Always have fresh water available for drinking. A large shallow bowl is best, one they can access but not accidentally tip into and possibly drown. Leopards, radiated and all hatchlings are at risk for drowning or suffocating if they tip over onto their backs and are unable to right themselves.
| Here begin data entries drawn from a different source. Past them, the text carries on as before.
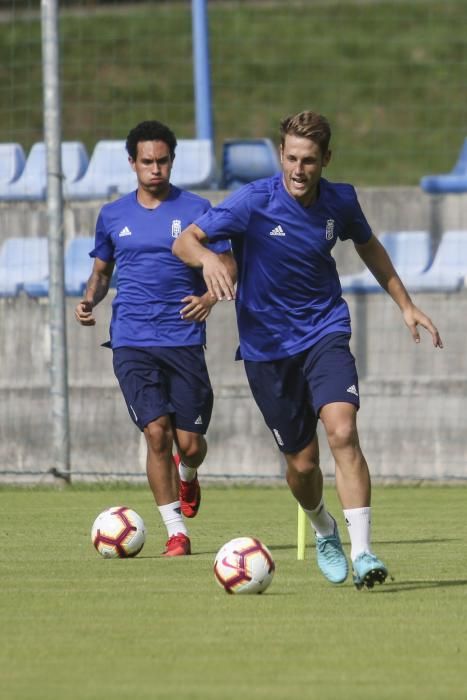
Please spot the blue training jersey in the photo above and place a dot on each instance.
(151, 281)
(288, 290)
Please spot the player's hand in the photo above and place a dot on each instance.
(413, 317)
(196, 308)
(83, 313)
(218, 280)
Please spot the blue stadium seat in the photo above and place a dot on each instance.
(449, 269)
(78, 265)
(108, 173)
(12, 161)
(245, 160)
(32, 183)
(448, 183)
(410, 254)
(22, 261)
(194, 166)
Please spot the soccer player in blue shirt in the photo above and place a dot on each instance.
(294, 326)
(157, 331)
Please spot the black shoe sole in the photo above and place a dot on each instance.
(373, 576)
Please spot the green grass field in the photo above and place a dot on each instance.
(390, 75)
(75, 626)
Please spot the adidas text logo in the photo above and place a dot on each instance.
(277, 231)
(125, 232)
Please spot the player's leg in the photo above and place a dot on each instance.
(191, 451)
(281, 393)
(191, 396)
(142, 383)
(305, 480)
(334, 382)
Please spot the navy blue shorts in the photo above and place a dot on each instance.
(165, 381)
(290, 392)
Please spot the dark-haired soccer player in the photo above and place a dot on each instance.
(157, 331)
(294, 325)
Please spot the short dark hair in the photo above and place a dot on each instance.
(308, 125)
(150, 131)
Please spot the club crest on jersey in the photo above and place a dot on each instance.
(330, 229)
(176, 228)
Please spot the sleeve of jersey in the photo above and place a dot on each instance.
(358, 229)
(103, 246)
(228, 219)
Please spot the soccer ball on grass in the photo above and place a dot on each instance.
(244, 565)
(118, 532)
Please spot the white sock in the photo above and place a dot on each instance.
(186, 473)
(321, 521)
(358, 521)
(171, 515)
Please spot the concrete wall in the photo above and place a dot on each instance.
(414, 400)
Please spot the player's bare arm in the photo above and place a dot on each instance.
(190, 247)
(198, 308)
(379, 263)
(96, 289)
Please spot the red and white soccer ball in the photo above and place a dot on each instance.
(118, 532)
(244, 565)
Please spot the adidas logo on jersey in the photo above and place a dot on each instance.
(277, 231)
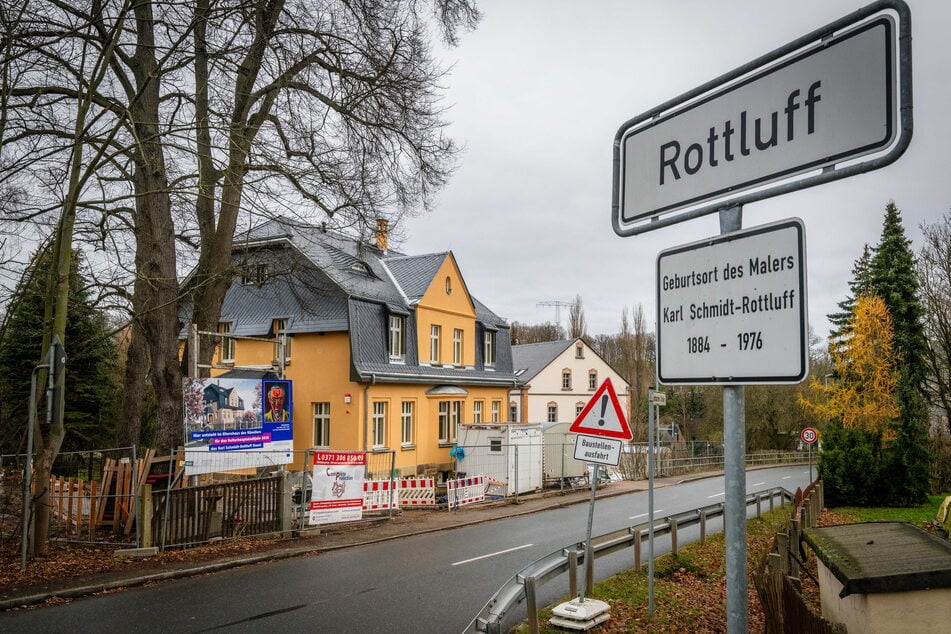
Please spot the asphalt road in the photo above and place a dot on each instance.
(436, 582)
Desert Tortoises have developed to live in a desert environment. They are “cold blooded” (poikilotherms) and rely on the external temperature to keep them warm. Tortoises have an optimal temperature range in which they thrive which is between 75 and 88 degrees Fahrenheit. Above or below these temperatures and the pet may develop problems. You must use heating systems to generate this heat range in your pet’s environment. Undertank ceramic heaters are the safest to use. Heat rocks should not be uses as they may cause burns. Heat lamps can be set up on one side of the tank to provide a basking area. If you are going to use a heat light at night, it must be of the type that doesn’t produce normal light. You should place several thermometers in the tank to determine what the actual temperature is inside. Adjust your heating devices until the optimal temperature is reached. Remember, the settings may need to be changed as the weather changes, as the colder the environment, the more heat will be needed to maintain these temperatures.


Tortoises are prone to infection if the environment is not cleaned appropriately. All food and water dishes should be disinfected with dilute Clorox (1-oz chloral in 1 quart of water) daily. In warm weather, food with a tendency for spoilage should not be left out more than a few hours.